Each cluster sees 18 ServiceImports, 9 from main + 9 from replica.

Prerequisites

  • gcloud CLI installed and authenticated
  • kubectl installed
  • yq installed (brew install yq on macOS or apt install yq on Linux)
  • A GCP project with billing enabled
  • Owner or Editor role on the project

If you want to see all the command in a Readmefile, see the Github repository here.

File Layout

After completing this guide you will have:

Kubeconfigs (in ~/.kube/psmdb-demo/, outside this repo):

~/.kube/psmdb-demo/gcp-main_config                  # kubeconfig for main cluster
~/.kube/psmdb-demo/gcp-replica_config               # kubeconfig for replica cluster

Manifests and exports (in this working directory):

cr-main.yaml                                        # Main cluster initial config
cr-main-after.yaml                                  # Main cluster config with externalNodes
cr-replica.yaml                                     # Replica cluster config
cr-replica-after.yaml                               # Replica cluster config with externalNodes

The following files are local only, created during the guide, listed in .gitignore, do not commit (contain passwords, TLS keys, and encryption keys):

my-cluster-secrets.yml                              # exported from main (do not apply directly)
main-cluster-ssl.yml                                # exported from main (do not apply directly)
main-cluster-ssl-internal.yml                       # exported from main (do not apply directly)
my-cluster-name-mongodb-encryption-key.yml          # exported from main (do not apply directly)
my-cluster-secrets-replica.yaml                     # modified for replica, apply this
replica-cluster-ssl.yml                             # modified for replica, apply this
replica-cluster-ssl-internal.yml                    # modified for replica, apply this
my-cluster-name-mongodb-encryption-key-replica.yml  # modified for replica, apply this

Why two versions of cr-main.yaml? The initial cr-main.yaml deploys the cluster without knowing the replica node addresses. After the replica cluster is running and ServiceImports are confirmed, cr-main-after.yaml adds externalNodes to interconnect the two clusters. This avoids DNS failures during initial deployment.

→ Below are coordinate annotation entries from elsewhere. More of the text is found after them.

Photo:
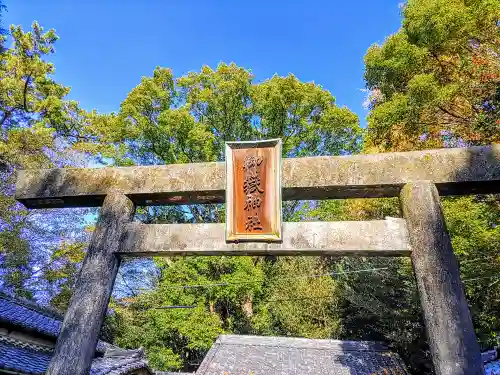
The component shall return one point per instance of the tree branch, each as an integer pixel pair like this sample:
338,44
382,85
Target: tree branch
4,117
26,84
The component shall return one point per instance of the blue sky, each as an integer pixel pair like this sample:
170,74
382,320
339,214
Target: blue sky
106,46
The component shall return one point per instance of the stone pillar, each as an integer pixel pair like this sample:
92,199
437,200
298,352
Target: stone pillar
451,337
82,323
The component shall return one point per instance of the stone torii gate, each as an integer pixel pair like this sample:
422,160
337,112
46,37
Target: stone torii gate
417,178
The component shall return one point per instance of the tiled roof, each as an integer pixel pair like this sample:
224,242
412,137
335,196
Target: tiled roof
33,359
23,315
19,357
241,355
28,358
119,363
27,315
491,362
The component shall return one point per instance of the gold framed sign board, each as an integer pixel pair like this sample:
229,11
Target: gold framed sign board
253,191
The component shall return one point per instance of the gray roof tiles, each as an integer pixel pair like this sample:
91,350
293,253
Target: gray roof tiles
244,355
19,356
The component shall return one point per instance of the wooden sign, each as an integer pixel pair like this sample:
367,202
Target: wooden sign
253,191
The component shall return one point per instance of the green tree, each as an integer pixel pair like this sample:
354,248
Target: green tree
437,79
167,120
38,129
432,84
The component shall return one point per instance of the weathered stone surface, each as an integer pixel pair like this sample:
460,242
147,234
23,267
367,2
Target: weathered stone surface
450,333
77,341
376,238
454,171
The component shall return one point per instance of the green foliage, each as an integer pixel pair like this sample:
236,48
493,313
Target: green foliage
166,120
37,127
440,72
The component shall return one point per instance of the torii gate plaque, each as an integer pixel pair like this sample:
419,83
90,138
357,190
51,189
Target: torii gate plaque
253,191
418,178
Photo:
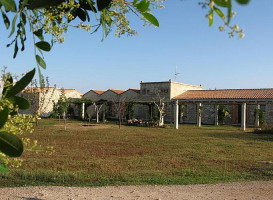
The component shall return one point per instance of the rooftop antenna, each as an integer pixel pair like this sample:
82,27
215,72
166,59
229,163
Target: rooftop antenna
176,73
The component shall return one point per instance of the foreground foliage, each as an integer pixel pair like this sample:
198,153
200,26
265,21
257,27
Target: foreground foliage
106,155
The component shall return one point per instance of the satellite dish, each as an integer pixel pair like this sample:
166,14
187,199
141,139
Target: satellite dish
176,73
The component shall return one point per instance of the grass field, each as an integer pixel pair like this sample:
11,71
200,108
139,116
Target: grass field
105,155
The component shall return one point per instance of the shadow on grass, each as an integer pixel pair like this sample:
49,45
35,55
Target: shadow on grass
242,136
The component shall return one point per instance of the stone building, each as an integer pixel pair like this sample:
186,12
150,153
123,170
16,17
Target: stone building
43,100
199,106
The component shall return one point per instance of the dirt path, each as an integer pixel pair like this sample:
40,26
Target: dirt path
257,190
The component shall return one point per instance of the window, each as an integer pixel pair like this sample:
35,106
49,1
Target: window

Step 1: Set your project ID

bash
export PROJECT_ID=your_project_id

Verify:

bash
echo $PROJECT_ID

Step 2: Enable required GCP APIs

These APIs are required for MCS, Fleet, and Workload Identity to work.

bash
gcloud services enable \
  multiclusterservicediscovery.googleapis.com \
  gkehub.googleapis.com \
  cloudresourcemanager.googleapis.com \
  trafficdirector.googleapis.com \
  dns.googleapis.com \
  --project $PROJECT_ID

Expected output: each API shows Enabling API... then Operation finished successfully.

Step 3: Create two GKE clusters

Both clusters must be created with --workload-metadata=GKE_METADATA and --workload-pool to enable Workload Identity Federation, which is required by the MCS importer.

bash
# Main cluster
gcloud container clusters create main-cluster \
  --zone us-central1-a \
  --machine-type n1-standard-4 \
  --num-nodes=3 \
  --workload-metadata=GKE_METADATA \
  --workload-pool=$PROJECT_ID.svc.id.goog

# Replica cluster
gcloud container clusters create replica-cluster \
  --zone us-central1-a \
  --machine-type n1-standard-4 \
  --num-nodes=3 \
  --workload-metadata=GKE_METADATA \
  --workload-pool=$PROJECT_ID.svc.id.goog

Both clusters use us-central1-a here for simplicity. In a production setup, use different zones or regions (e.g. us-east1-b) for the replica to achieve true regional isolation.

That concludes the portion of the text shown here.